Hailey Erb-Environmental Science
Renee DeAngelis- Turfgrass Management
Nick Falcione-Urban Forestry
George Burgress- Building Construction Technology
NAT SCI 387 Junior Year Writing
University of Massachusetts Amherst
In the North Shore of Massachusetts, local middle and high school students attend field trips to the famed “Great Marsh” that happens to reside in their own backyards. They are accompanied by Mass Audubon staff scientists who are on a mission to educate the local youth on the importance of a healthy wetland ecosystem by maintaining biodiversity. The Great Marsh in the North Shore of Massachusetts has the largest amount of coastal salt marsh in New England, and in 2004 it came to the attention of residents and stakeholders that the invasive plant common reed (Phragmites australis) has been affecting a substantial amount of native plants that established the biodiversity needed to maintain a healthy wetland ecosystem.
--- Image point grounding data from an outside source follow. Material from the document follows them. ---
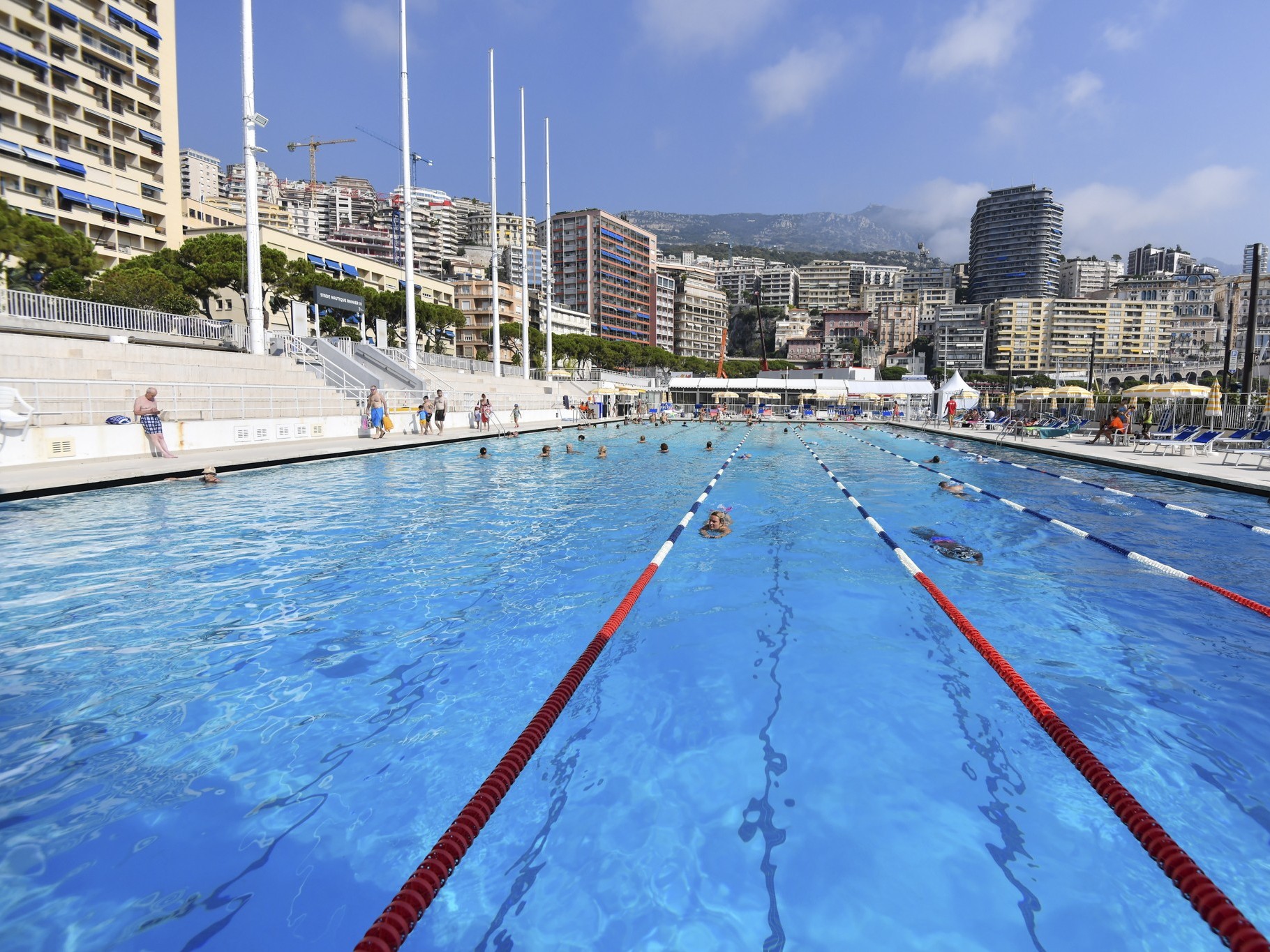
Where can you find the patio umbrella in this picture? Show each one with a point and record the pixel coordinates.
(1214, 400)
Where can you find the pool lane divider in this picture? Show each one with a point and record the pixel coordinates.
(1096, 485)
(1067, 527)
(1220, 914)
(391, 928)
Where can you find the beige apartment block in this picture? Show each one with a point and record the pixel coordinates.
(88, 119)
(1048, 335)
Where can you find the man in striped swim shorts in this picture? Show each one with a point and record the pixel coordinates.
(148, 410)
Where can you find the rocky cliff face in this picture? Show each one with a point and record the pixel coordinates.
(874, 229)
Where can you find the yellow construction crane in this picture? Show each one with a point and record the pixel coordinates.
(313, 144)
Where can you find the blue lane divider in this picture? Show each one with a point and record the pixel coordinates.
(1067, 527)
(1096, 485)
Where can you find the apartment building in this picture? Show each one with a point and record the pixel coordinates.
(700, 310)
(1048, 335)
(88, 93)
(604, 266)
(201, 176)
(960, 338)
(475, 300)
(1016, 239)
(1085, 277)
(896, 325)
(827, 285)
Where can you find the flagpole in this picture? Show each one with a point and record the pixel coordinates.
(546, 249)
(525, 255)
(495, 356)
(412, 357)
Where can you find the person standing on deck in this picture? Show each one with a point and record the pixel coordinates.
(438, 413)
(148, 410)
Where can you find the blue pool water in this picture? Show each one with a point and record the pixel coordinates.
(238, 716)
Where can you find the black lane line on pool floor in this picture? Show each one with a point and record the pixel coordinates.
(1213, 905)
(398, 921)
(1161, 503)
(1243, 600)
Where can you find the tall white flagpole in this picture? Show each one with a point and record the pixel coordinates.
(525, 255)
(495, 353)
(254, 289)
(412, 356)
(546, 249)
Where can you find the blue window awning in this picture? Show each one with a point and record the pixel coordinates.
(38, 156)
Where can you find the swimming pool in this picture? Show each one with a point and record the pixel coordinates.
(238, 716)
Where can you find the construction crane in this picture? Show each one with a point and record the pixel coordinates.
(414, 156)
(313, 144)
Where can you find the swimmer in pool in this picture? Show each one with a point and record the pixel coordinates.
(718, 524)
(950, 547)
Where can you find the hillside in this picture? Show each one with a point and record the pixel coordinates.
(873, 229)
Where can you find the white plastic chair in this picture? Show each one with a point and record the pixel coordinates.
(10, 416)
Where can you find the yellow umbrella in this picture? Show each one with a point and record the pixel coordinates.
(1214, 400)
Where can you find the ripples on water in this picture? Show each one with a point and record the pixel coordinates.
(238, 716)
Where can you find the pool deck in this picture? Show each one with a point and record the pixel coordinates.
(1206, 470)
(70, 476)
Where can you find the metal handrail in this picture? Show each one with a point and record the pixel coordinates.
(49, 308)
Massive stands of common reed had displaced the once thriving wetland ecosystem. Natural salt marshes act as sanctuaries for unique aquatic plants, coastal birds, and extensive marine life. As brackish waters creep up from the sea and across the shores of a marsh, the diverse forms of life contained within are nourished with a medley of fresh and salt water. When the integrity of a wetland ecosystem is maintained, the wetland can provide services like clean water, flood control, fish and wildlife habitat, and groundwater supply. When threatened, the pristine beauty of salt marshes is not the only commodity at risk: humans may also suffer (Ringelheim, Filosa, Baumann, & Astle, 2005).